Possibility #2: The Clemson coaching staff (or perhaps even Dabo Swinney himself) have uncovered something about Grimes, or had an interaction with Grimes that they were uncomfortable with. No matter how good a player is, coaches have the right to refuse to bring a player that may bring along baggage that the coaches are unwilling to tolerate. It’s better to turn that player away now rather than invest in a relationship that may ultimately end in a wasted scholarship and an eventual transfer. God forbid that the player in question reflect negatively on the program. After all, college coaches get paid hundreds of thousands if not millions of dollars each year. Do you want to risk that kind of income on an unpredictable teenager?
The bottom line is this: no matter what kind of athletic asset you are, academics and character come into the equation as well.
As a student-athlete, the most important thing in a relationship with your future college coach is communication. You not only want to put your best foot forward, you also want to know where you stand in their recruitment of you. Know each school’s depth chart. Know who they’re recruiting. Ask good questions about their intentions as they’re recruiting you. The best college coaches will be upfront and honest with you. If you’re holding an offer and you’re one of five kids who’s been offered for two scholarships, there may come a time where they’ll tell you that you should make a decision while there’s still an opportunity available. There’s nothing wrong with that.
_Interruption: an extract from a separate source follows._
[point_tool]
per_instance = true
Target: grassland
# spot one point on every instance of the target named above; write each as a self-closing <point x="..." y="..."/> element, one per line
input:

Additionally, a college coach is going to consider more than your athletic ability. Your transcript speaks volumes about your intelligence and your work ethic. A good college coach will not only ask your high school coach about your character on and off the field, he will also ask for your guidance counselor’s opinion. He may also talk to your teachers, the librarian, the lunch lady and even the janitor. You never know who is going to have to speak for you.
Reggie Grimes may be a fantastic kid.
His father Reggie played his college ball at Alabama and he played in the NFL with New England. Athletics are in the genes. The high schooler’s mother ran track at Alabama. If anyone would understand the recruiting process, it’s two parents who have been through it themselves.
Reggie Grimes will very likely go on to play college ball at a highly regarded academic institution. He’ll be fine.
The cautionary tale for today’s student-athletes boils down to communication, academics and character. Communicate proactively with the college coaches who would recruit you. Keep your academics in good shape. Better grades and test scores open more doors. Lastly, keep your social media clean and do everything you can to showcase yourself as a pillar of the community. College coaches would love nothing more than to have 85 scholarship guys who are beasts on the field, geniuses in the classroom and Eagle Scouts in the community. No coach would ever be that lucky, but if you can put forth your best effort and shine, you’ll have much greater opportunities ahead of you.